Oggi il fenomeno è in regressione (anche se non del tutto debellato), ma alla fine degli anni Ottanta era una vera strage: esistono ancora, sparsi sui monti sopra Villa San Giovanni, i bunker muniti di feritoie dietro i quali si appostavano i bracconieri.
La Lipu continua ad organizzare questi campi che oltre a contrastare un fenomeno assurdo servono a tenere alta l’attenzione e a raccogliere dati, a fare censimenti, studiare la migrazione.
Arrivano ornitologi da tutta Europa.
Mi ricordo che ad ogni avvistamento dovevamo compilare una scheda e quante discussioni quando non ci trovavamo d’accordo: riconoscere una specie dall’altra non è sempre facile.

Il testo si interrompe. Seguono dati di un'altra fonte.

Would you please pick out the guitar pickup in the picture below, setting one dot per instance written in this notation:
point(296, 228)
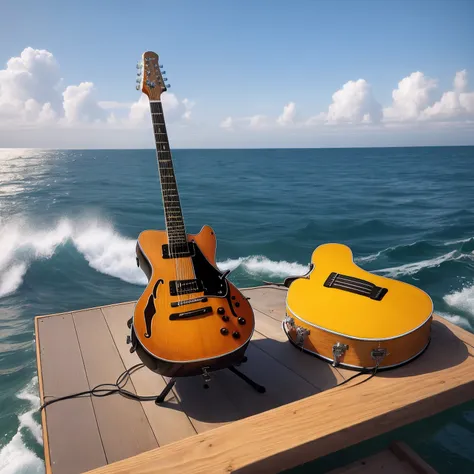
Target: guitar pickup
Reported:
point(175, 304)
point(191, 314)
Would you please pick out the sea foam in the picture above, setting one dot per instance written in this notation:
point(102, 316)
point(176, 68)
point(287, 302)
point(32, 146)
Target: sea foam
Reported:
point(104, 249)
point(462, 299)
point(15, 457)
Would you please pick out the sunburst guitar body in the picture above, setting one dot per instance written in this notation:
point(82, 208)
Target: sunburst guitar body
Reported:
point(190, 319)
point(353, 318)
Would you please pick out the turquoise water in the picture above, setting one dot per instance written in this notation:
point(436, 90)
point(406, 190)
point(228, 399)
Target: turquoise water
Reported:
point(69, 221)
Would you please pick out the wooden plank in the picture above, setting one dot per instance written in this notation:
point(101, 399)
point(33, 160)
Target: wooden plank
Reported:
point(304, 430)
point(47, 460)
point(71, 444)
point(282, 385)
point(206, 408)
point(168, 422)
point(123, 426)
point(317, 372)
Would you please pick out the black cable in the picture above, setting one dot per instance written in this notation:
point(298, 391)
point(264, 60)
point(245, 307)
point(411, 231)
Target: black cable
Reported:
point(371, 372)
point(106, 389)
point(118, 387)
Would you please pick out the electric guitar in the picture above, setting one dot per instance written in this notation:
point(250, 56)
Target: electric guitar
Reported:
point(354, 318)
point(190, 318)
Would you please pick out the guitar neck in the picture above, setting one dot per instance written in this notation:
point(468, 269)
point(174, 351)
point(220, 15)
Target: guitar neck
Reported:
point(171, 204)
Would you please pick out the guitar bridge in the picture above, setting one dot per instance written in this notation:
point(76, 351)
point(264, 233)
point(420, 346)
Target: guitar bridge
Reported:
point(184, 287)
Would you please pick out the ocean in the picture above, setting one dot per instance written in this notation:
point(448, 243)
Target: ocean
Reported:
point(69, 220)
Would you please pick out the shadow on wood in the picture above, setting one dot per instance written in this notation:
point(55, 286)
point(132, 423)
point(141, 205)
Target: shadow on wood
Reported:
point(444, 352)
point(229, 398)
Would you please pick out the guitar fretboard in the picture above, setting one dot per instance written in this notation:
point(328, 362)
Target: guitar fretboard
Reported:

Per me lo Stretto di Messina dovrebbe diventare un santuario naturalistico.
Altro che Ponte.
Ah, ma forse volevi sapere delle orecchie ustionate?
Era un maggio molto caldo; uno di quelli che sembrano luglio.
All’epoca avevo i capelli lunghi e siccome faceva molto caldo li avevo raccolti sulla nuca.
Quel giorno era stato magnifico: passavano così tanti uccelli che non avevo quasi mai staccato il binocolo dalla fronte.
La sera, ritornata all’alloggio, nel tirarmi giù i capelli sfioro con la mano il dorso dell’orecchio e sento un gran dolore.
Mi guardo allo specchio e vedo due mezzelune color peperone.
Non mi ero resa conto che quella parte del corpo, solitamente coperta dai capelli, non aveva mai preso sole e dunque era particolarmente sensibile.
Nei giorni successivi la pelle dal rosso è virata al nero-marrone e poi, ormai arrostita e morta, ha iniziato a cadere.
Non sono rimaste tracce.
Ma tu, se deciderai di andare ad assistere a questa grande bellezza, oltre al binocolo portati un cappello.